緩やかな坂を昇りきると、そこは見晴らしのよい小高い丘の頂上だった。
「居た」
チャハンと並んで見下ろした空き地には、一台の馬車と複数の騎士の姿が見える。
「何だ? 様子がおかしいぞ」
丘の上から見下ろしたチャハンが、困惑した銅鑼声で言った。馬車は横倒しになっており、三人の騎士とその騎馬も四肢を投げ出して倒れていたのだ。立っているのは剣を構えた独りの騎士だけで、空を見上げて警戒していた。
「伏せろ」
獣道に沿った下生えに身を隠す。次の瞬間には、頭上を大きな黒い影が通過した。
その黒い影は真っ直ぐ降下すると、空き地に独りで立っていた騎士の頭を掴んだ。そこから急上昇する。

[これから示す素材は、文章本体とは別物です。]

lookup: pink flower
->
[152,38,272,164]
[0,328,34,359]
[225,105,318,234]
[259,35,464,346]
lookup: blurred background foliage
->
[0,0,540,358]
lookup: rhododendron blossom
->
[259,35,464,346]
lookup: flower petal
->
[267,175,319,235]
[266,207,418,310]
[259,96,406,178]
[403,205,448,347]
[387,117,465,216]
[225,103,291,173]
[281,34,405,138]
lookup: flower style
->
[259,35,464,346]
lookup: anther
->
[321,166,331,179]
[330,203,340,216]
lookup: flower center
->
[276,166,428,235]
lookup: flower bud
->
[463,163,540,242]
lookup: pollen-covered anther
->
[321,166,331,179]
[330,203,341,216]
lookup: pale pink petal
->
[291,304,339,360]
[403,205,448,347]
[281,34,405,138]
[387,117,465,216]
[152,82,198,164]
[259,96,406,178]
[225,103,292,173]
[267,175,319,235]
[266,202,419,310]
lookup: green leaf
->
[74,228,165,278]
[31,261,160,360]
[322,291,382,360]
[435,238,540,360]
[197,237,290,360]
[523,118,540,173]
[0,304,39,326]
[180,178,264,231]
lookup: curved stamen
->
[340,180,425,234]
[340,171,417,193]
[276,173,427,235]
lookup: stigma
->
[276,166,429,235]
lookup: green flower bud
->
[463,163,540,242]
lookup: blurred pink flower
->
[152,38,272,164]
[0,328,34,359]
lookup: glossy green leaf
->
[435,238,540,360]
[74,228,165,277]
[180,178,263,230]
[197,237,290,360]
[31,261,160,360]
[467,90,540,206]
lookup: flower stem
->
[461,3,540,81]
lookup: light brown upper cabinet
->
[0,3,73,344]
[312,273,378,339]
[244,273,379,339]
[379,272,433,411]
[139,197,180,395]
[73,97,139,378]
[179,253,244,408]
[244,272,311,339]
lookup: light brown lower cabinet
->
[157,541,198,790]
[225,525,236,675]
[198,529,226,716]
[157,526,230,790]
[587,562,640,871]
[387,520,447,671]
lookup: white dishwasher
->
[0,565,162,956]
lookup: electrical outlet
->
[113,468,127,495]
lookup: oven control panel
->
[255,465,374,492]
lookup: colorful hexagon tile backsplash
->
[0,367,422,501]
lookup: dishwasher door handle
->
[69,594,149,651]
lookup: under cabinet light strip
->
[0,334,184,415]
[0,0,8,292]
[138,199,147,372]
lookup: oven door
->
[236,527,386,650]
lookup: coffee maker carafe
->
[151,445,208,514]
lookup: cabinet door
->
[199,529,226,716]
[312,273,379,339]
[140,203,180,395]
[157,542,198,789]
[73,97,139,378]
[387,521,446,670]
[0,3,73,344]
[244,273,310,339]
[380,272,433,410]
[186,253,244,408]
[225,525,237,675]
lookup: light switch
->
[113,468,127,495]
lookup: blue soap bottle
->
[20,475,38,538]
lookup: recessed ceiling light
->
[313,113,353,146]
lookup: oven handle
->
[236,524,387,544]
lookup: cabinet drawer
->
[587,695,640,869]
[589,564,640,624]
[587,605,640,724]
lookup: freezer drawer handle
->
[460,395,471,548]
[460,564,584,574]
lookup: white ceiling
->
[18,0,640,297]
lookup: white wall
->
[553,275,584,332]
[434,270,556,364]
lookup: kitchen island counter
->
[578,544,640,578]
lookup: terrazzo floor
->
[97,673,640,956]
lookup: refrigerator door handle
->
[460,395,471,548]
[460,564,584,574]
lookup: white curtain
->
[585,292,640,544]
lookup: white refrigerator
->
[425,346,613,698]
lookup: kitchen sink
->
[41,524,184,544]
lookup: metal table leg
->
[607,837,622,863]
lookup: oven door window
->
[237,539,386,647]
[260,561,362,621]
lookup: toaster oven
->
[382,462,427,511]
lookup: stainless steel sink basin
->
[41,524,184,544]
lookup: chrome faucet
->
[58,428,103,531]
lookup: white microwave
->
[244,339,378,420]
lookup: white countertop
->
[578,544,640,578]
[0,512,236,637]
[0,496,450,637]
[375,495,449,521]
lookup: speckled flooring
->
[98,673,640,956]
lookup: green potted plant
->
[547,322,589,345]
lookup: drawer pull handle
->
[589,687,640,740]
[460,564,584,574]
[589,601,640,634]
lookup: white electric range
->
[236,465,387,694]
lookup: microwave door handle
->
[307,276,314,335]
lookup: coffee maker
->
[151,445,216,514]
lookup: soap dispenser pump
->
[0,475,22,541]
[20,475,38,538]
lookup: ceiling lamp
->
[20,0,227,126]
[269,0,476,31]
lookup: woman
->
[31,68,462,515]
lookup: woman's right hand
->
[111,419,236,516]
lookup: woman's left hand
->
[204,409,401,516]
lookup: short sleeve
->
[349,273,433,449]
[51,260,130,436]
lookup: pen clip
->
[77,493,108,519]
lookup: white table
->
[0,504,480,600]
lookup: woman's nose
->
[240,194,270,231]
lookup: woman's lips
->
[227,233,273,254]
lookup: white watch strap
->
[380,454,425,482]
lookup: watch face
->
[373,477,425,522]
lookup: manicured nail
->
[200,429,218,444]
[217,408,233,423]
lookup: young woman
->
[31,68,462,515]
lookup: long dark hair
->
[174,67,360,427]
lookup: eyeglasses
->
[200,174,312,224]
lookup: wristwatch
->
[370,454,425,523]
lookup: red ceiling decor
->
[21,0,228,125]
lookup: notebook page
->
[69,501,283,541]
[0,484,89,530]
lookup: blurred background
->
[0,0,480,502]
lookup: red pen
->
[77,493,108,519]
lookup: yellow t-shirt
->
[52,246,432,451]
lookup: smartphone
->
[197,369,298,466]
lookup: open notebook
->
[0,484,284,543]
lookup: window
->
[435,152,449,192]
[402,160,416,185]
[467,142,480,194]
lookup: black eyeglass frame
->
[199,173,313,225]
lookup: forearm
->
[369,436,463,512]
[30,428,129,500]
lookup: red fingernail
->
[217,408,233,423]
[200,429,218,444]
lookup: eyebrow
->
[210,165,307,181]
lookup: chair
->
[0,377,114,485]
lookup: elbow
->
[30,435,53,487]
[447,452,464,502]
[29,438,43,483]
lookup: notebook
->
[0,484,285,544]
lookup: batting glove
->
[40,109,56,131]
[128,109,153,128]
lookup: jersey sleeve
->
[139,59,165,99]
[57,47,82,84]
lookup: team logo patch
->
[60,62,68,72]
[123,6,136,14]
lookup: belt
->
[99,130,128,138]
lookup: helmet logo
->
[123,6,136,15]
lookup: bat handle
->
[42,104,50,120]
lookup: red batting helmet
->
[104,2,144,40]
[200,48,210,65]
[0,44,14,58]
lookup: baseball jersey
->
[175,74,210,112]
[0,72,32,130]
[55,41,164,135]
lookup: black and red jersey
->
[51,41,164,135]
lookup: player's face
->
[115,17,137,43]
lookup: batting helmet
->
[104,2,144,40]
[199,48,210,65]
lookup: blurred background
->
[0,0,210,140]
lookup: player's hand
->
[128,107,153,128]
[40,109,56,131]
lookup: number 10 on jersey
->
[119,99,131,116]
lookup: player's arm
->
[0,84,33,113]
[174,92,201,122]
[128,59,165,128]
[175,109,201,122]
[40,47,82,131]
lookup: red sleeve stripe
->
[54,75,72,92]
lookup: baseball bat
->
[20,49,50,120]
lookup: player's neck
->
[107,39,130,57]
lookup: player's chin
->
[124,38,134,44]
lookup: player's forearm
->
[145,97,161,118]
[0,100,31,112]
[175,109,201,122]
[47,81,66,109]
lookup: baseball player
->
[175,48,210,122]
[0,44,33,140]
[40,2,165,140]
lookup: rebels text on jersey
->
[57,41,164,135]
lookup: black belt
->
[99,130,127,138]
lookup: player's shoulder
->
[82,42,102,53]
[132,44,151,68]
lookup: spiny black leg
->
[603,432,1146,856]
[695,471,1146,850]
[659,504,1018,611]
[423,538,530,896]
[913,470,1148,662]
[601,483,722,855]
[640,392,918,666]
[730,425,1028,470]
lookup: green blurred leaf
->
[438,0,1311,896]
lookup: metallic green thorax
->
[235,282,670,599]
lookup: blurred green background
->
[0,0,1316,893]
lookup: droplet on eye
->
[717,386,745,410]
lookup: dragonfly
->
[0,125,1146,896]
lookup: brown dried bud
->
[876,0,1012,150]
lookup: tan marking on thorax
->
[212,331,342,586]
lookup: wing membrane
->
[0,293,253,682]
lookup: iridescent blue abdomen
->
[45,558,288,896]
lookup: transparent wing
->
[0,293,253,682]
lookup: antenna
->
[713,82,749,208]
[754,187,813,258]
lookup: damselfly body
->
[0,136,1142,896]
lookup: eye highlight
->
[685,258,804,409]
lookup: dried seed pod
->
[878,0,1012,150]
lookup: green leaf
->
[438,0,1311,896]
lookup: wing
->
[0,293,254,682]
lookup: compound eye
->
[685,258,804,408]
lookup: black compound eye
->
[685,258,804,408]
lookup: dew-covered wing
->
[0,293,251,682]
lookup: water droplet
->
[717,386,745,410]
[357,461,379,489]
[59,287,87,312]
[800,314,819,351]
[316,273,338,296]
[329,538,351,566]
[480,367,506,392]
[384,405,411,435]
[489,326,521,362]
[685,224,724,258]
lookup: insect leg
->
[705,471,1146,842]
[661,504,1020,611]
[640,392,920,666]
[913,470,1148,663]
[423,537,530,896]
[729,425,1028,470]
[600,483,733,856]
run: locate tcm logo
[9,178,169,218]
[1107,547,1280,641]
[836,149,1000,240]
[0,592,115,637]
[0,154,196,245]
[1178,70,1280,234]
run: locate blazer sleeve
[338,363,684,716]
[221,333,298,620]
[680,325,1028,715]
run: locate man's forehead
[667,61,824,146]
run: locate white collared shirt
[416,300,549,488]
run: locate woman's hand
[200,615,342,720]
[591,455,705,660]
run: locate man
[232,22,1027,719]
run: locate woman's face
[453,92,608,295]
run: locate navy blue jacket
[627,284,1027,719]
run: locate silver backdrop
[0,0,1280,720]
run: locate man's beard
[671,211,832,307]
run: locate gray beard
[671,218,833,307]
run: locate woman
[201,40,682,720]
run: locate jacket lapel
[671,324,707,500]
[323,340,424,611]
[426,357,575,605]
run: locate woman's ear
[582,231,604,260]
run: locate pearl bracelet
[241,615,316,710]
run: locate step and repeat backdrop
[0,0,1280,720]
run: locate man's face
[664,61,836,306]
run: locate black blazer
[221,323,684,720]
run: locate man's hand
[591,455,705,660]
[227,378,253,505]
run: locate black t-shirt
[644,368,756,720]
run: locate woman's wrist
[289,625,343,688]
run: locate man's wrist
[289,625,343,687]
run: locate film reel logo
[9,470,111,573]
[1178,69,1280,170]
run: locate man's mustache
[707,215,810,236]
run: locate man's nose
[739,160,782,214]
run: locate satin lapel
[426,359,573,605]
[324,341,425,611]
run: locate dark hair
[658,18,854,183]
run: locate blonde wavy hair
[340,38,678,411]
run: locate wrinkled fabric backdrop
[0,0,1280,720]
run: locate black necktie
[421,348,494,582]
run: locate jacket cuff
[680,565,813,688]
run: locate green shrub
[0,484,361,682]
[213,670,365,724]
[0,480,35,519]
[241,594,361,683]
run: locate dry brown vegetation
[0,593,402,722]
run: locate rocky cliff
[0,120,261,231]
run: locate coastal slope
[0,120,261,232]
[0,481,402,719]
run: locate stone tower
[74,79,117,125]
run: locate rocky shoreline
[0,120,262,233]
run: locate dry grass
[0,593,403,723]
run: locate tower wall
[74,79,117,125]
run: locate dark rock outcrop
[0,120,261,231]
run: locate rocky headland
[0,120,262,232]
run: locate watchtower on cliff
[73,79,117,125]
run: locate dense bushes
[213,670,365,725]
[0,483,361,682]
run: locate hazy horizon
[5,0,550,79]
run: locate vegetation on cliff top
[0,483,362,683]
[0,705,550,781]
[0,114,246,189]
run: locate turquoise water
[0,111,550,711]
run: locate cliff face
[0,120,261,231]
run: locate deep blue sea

頭を掴まれた騎士は暴れていたが、ビクンと震えると身体だけが落ちて行った。
「確かに迎えは来ていたな」
沈んだ銅鑼声で呟く。
「しかし、いま目の前で全滅してしまった」
流石の赤鬼も元気がない。状況はカークの理解を超えている。
黒い影が上空を旋回しているのは、まだ獲物を探しているように思えた。
『あれは……ワイバーン、デスヨ!』
カークはフェアリーの悲鳴に絶望を感じた。